- Hardware wallet firm, Ledger, was hacked several months ago, with hackers accessing its user database.
- At the time, the company claimed that hackers only affected a small group of the firm’s customers.
- After the data emerged on a hacking forum, it turned out that the leak is much bigger than Ledger admitted.
Ledger, a well-known hardware wallet firm, suffered a major data leak earlier this year. The leaked data quickly emerged on RaidForums, a hacker website, where it became publicly available.
The leak includes more than 1 million email addresses, as well as 270,000 physical addresses and phone numbers of Ledger users.
New Information Regarding the Ledger Hack Emerges
Ledger acknowledged the incident in a recent tweet, noting that it is continuously working with law enforcement to prosecute hackers and stop the scammers. The company also admitted that the leakage was a result of a hack that had its database compromised. However, it also claimed that only 9,500 phone numbers, product purchase details, and postal addresses were stolen by the attackers, when the real number turned out to be quite a bit higher.
Between the original hack (June 2020) and the time the tweet was published, Ledger and the authorities managed to take down over 170 phishing websites.
We are continuously working with law enforcement to prosecute hackers and stop these scammers. We have taken down more than 170 phishing websites since the original breach.
— Ledger (@Ledger) December 20, 2020
The company further addressed the incident by assuring everyone that it takes privacy very seriously, and that it is a massive understatement to say that it sincerely regrets the incident.
The Community is Outraged
Fortunately, no financial information of its customers was leaked. Despite that, the company’s customers are still open to phishing attacks, and many fear that they could be in much greater danger.

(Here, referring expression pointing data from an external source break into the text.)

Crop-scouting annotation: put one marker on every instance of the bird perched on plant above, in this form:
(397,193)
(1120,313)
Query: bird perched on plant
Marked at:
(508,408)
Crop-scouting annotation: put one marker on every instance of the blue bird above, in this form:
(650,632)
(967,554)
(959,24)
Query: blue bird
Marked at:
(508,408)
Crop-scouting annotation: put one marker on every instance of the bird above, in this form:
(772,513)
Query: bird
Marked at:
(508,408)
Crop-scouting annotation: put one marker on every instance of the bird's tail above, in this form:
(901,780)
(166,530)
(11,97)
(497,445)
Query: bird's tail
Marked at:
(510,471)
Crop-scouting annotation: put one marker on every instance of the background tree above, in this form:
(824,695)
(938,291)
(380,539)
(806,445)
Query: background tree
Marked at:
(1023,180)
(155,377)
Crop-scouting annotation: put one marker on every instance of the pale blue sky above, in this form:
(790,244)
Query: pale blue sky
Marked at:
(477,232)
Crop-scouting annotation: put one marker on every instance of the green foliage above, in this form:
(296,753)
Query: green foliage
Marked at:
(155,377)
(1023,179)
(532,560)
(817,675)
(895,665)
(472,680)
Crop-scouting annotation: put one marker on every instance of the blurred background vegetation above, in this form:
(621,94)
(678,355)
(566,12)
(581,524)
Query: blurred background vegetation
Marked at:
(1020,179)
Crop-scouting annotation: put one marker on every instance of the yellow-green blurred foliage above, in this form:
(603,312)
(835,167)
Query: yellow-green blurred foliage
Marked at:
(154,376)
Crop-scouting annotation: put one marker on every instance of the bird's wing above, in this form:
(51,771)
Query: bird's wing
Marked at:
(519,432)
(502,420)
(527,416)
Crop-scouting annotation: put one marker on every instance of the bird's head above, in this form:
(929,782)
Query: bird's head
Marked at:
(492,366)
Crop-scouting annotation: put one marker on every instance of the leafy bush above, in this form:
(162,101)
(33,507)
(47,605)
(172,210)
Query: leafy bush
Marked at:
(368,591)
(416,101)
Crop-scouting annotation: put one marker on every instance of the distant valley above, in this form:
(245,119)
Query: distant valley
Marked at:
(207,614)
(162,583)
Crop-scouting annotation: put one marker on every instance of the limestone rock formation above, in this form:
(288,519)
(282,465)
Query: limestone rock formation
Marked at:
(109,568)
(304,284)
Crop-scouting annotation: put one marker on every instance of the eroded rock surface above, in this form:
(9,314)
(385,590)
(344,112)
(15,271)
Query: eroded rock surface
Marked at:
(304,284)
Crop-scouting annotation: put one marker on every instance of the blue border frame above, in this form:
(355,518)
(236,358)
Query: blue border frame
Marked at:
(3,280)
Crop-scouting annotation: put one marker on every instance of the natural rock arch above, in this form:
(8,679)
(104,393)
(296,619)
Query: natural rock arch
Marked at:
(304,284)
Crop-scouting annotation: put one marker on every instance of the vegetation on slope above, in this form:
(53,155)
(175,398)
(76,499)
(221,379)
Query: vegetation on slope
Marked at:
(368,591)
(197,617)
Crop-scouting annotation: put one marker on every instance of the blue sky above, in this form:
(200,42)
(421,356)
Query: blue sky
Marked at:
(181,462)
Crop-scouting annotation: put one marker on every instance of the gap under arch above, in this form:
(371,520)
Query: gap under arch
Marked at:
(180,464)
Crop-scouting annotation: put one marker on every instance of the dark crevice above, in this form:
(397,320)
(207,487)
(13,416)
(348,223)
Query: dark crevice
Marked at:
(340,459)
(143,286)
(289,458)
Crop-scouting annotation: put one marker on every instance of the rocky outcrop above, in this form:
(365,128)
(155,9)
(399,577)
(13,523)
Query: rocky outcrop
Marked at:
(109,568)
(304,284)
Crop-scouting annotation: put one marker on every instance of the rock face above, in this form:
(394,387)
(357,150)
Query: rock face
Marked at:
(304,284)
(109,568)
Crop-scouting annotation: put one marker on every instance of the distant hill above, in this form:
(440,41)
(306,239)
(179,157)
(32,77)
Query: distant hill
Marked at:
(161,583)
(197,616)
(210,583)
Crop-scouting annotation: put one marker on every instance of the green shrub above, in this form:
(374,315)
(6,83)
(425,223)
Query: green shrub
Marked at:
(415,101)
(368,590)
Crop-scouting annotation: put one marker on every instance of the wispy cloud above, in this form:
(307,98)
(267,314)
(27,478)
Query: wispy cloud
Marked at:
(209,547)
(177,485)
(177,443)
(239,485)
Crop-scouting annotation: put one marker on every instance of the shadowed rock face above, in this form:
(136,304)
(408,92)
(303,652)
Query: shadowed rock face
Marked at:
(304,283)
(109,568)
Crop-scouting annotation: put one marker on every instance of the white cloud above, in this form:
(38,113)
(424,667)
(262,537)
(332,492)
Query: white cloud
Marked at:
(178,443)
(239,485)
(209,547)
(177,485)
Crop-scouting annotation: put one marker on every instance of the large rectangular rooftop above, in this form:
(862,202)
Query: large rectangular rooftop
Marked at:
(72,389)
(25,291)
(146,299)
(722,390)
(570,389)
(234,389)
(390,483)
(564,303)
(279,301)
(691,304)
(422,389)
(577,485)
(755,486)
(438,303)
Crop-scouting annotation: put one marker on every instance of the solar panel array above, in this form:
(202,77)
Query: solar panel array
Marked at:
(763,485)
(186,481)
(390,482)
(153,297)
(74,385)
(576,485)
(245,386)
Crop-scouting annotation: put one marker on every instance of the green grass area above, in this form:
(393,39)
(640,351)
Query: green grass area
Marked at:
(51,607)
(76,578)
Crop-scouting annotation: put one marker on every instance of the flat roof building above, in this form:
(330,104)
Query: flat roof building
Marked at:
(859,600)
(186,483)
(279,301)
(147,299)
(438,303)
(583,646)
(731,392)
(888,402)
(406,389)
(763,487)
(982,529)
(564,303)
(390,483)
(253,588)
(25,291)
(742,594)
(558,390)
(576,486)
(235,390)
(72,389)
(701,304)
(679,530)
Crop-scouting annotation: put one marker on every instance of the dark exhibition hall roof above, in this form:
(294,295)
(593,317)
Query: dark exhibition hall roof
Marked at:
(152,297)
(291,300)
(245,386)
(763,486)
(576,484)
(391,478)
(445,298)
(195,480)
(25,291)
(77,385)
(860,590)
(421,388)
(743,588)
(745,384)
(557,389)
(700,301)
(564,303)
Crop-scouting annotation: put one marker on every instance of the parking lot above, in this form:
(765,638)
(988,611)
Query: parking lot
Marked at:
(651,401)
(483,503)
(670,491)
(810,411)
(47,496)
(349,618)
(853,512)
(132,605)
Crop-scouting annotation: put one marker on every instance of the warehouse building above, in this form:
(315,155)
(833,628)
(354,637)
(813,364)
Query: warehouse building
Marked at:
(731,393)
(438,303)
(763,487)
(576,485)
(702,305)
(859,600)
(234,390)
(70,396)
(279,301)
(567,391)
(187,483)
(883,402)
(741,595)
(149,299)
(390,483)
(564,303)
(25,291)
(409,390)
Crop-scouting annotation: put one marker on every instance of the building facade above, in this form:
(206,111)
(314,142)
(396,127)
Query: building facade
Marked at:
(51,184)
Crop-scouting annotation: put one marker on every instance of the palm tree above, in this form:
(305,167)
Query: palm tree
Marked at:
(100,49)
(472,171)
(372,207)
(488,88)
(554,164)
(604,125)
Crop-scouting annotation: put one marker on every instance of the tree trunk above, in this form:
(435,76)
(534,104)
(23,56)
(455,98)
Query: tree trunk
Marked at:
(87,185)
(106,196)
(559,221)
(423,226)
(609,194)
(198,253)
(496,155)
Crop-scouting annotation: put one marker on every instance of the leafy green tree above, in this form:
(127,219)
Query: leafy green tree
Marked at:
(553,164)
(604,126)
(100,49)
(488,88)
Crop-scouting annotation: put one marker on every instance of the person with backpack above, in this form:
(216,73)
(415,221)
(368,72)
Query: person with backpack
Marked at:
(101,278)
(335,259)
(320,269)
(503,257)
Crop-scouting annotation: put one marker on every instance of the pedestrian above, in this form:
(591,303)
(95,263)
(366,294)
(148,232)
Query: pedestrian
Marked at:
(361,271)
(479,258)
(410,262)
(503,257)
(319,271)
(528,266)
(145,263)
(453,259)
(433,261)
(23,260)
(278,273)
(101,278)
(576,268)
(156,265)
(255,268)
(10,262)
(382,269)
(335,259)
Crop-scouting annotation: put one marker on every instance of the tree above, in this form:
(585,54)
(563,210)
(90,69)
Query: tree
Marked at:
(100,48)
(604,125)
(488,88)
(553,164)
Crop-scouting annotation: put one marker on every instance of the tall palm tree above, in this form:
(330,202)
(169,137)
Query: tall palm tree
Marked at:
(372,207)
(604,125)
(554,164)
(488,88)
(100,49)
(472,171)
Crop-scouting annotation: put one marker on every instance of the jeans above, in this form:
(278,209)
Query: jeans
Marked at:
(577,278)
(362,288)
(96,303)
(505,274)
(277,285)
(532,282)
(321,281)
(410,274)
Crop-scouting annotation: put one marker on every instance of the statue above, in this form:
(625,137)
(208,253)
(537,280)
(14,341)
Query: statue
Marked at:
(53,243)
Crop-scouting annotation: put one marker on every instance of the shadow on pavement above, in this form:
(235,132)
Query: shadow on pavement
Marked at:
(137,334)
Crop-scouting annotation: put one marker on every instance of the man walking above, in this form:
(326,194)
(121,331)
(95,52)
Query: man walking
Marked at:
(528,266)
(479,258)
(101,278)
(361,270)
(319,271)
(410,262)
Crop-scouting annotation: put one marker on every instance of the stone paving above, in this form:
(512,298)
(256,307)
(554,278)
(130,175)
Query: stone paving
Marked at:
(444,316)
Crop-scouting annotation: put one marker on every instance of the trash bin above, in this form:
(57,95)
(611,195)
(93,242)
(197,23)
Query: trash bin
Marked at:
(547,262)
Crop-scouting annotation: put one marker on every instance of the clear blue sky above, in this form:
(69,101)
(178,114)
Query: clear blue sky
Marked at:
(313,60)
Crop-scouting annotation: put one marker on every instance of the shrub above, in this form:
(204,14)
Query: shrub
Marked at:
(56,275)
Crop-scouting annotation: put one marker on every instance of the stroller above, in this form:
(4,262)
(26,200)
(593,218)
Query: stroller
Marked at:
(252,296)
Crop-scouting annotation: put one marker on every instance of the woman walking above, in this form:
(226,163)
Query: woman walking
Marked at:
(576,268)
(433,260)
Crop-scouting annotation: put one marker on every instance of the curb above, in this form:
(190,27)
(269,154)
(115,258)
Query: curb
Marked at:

One user pointed out that individuals who purchased one of Ledger’s wallets tend to have quite a significant net worth, as far as cryptocurrencies are concerned. As a result, the firm’s customers are now likely to be subject to physical and cyber harassment on a large scale.
Many were quite unforgiving towards the company, calling for others to cut off business with Ledger and set an example for other companies in order to teach them to take users’ physical security seriously.
Indeed, many even threatened to take legal action against the firm.
Once again the incident shows just how dangerous it is to store the majority of information on a single server. Many now fear that the future will bring even more incidents like this due to the Treasury Rule change, which forces even more KYC/AML checks upon the users.